5. A drunk driver who got arrested after running himself over with his car.
30-year-old North Dakota man Robert Alan Pullar managed to run himself over after getting so drunk behind the wheel that he fell out of his car. The vehicle continued moving forward and hit him. I think that's the definition of inertia, right? An object in motion stays in motion, an object intoxicated stays intoxicated. Pullar shook off the incident and put himself back in the driver's seat but police caught up with him and charged him with a DUI, driving with a suspended license, and refusal to submit to a chemical test. I feel like running yourself over with your car should be test enough.
4. A 12-year-old kid who faked his own kidnapping to get out of going to the dentist.
Dentists are so universally loathed, children are now committing felonies in order to avoid them.
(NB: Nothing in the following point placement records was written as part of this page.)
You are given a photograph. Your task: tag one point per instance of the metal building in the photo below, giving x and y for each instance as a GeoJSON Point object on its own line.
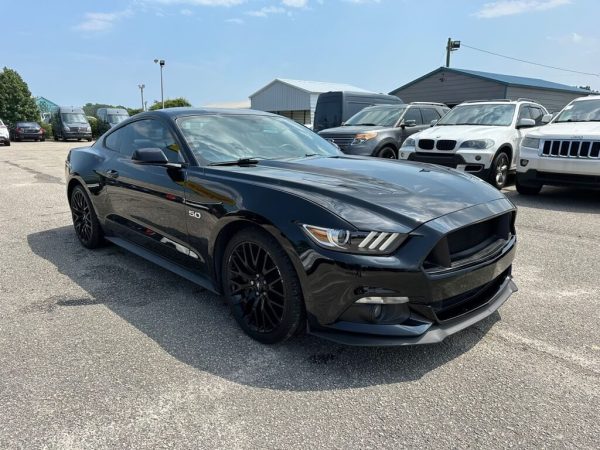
{"type": "Point", "coordinates": [453, 86]}
{"type": "Point", "coordinates": [295, 99]}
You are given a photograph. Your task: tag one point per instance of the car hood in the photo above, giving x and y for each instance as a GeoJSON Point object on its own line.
{"type": "Point", "coordinates": [374, 194]}
{"type": "Point", "coordinates": [461, 132]}
{"type": "Point", "coordinates": [568, 130]}
{"type": "Point", "coordinates": [350, 130]}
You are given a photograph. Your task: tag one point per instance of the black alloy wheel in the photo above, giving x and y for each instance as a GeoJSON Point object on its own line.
{"type": "Point", "coordinates": [85, 222]}
{"type": "Point", "coordinates": [262, 288]}
{"type": "Point", "coordinates": [499, 172]}
{"type": "Point", "coordinates": [387, 152]}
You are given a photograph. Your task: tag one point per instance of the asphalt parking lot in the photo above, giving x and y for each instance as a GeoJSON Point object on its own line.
{"type": "Point", "coordinates": [102, 349]}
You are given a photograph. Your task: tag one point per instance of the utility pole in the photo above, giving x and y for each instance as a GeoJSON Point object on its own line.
{"type": "Point", "coordinates": [142, 86]}
{"type": "Point", "coordinates": [161, 63]}
{"type": "Point", "coordinates": [451, 46]}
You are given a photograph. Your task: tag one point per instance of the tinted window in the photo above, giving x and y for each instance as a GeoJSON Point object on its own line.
{"type": "Point", "coordinates": [536, 114]}
{"type": "Point", "coordinates": [524, 112]}
{"type": "Point", "coordinates": [429, 114]}
{"type": "Point", "coordinates": [413, 114]}
{"type": "Point", "coordinates": [144, 134]}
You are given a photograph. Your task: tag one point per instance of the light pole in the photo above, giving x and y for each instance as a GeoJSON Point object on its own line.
{"type": "Point", "coordinates": [161, 63]}
{"type": "Point", "coordinates": [142, 86]}
{"type": "Point", "coordinates": [451, 46]}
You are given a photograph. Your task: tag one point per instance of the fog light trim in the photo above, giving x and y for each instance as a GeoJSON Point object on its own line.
{"type": "Point", "coordinates": [383, 300]}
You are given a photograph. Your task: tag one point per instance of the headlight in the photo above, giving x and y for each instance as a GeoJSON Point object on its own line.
{"type": "Point", "coordinates": [410, 142]}
{"type": "Point", "coordinates": [361, 138]}
{"type": "Point", "coordinates": [530, 142]}
{"type": "Point", "coordinates": [372, 243]}
{"type": "Point", "coordinates": [479, 144]}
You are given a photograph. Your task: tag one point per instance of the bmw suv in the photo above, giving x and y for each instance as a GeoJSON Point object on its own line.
{"type": "Point", "coordinates": [479, 137]}
{"type": "Point", "coordinates": [380, 130]}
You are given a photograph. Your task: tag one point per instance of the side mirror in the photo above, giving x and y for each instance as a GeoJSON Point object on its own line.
{"type": "Point", "coordinates": [150, 156]}
{"type": "Point", "coordinates": [525, 123]}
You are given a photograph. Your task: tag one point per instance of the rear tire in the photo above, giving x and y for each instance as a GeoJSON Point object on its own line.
{"type": "Point", "coordinates": [261, 287]}
{"type": "Point", "coordinates": [499, 170]}
{"type": "Point", "coordinates": [86, 224]}
{"type": "Point", "coordinates": [387, 152]}
{"type": "Point", "coordinates": [528, 189]}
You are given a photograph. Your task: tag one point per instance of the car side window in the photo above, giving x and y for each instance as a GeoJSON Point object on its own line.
{"type": "Point", "coordinates": [524, 112]}
{"type": "Point", "coordinates": [429, 114]}
{"type": "Point", "coordinates": [536, 114]}
{"type": "Point", "coordinates": [414, 114]}
{"type": "Point", "coordinates": [146, 133]}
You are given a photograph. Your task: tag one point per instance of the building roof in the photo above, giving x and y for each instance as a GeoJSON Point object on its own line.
{"type": "Point", "coordinates": [313, 87]}
{"type": "Point", "coordinates": [507, 80]}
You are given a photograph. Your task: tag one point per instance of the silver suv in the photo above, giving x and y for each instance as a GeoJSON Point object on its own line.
{"type": "Point", "coordinates": [380, 130]}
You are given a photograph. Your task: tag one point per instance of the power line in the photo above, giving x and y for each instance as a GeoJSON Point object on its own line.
{"type": "Point", "coordinates": [529, 62]}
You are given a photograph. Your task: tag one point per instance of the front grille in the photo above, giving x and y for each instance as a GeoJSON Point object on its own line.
{"type": "Point", "coordinates": [571, 149]}
{"type": "Point", "coordinates": [342, 141]}
{"type": "Point", "coordinates": [441, 159]}
{"type": "Point", "coordinates": [471, 244]}
{"type": "Point", "coordinates": [426, 144]}
{"type": "Point", "coordinates": [444, 144]}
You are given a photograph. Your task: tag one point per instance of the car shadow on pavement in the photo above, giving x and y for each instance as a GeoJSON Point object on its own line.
{"type": "Point", "coordinates": [559, 199]}
{"type": "Point", "coordinates": [195, 326]}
Last month, one kid in France decided filing a false report with the police was more desirable than having his gums stabbed with a metal spike when he told cops he had been abducted on his way to a sadist dentist appointment. The police investigated the abduction for an entire month before they questioned the kid once more and got him to admit he made it all up to avoid getting into the dentist's chair. Now he's in trouble with the law, and worst of all, that dentist has had all this time to daydream about all the violent stuff he's going to do to that poor kid's teeth.
3. Khloé Kardashian for being told her really dumb Instagram pic was really dumb.
It's like a reality TV star can't cartoonishly appropriate an oppressed people's culture on Instagram without getting heat for it anymore. Khloé Kardashian was in attendance over the weekend at nephew North West's "Kidchella" first birthday celebration. While sitting near one of the kid-sized teepees, she decided to use her not-much-better-than-a-kid judgment and don a Native American headdress for an Instagram, captioned with some attempt at BS nature-goddess poetry. "Ray of clouds. Chirping of birds. Gurgling of water. Granting desire. One with water. #Kidchella my first Coachella!!!"
Kylie Jenner smartly refuses not to eff up her center-part 'do like her sis.(Via)
Khloé quickly became one with public derision as the chirping of people who took offense at the disrespectful costume flooded her comments section.
(via Getty)
2. American soccer fans.
They had it in the bag. That win was so close they could smell it. But in the last few seconds of yesterday's USA v. Portugal World Cup match, Portugal went and tied it up. Not only did fans have to end their Sunday night drinking in disappointment, they've had to spend most of their Monday trying to figure out what a tie means and how many different variables have to come into play for the Americans to advance. It's just too much to bear and some might be looking forward to another four years of blissfully ignoring soccer altogether.
1. Whomever gave the okay for this commemorative World Cup merch confusing England player Chris Smalling for President Barack Obama.
If you want to know exactly how much American influence is waning in other lands, take a look at this World Cup mug that was intended to feature a pic of England player Chris Smalling, but instead went into production with a pic of the leader of the free world. The company is now dumping the cups on Wholesale Clearance UK's website with the explanation, "The designs were proofed and signed off by the Boss, who had clearly had a heavy night with the lads playing poker and before he’d had his first vat of coffee the following morning."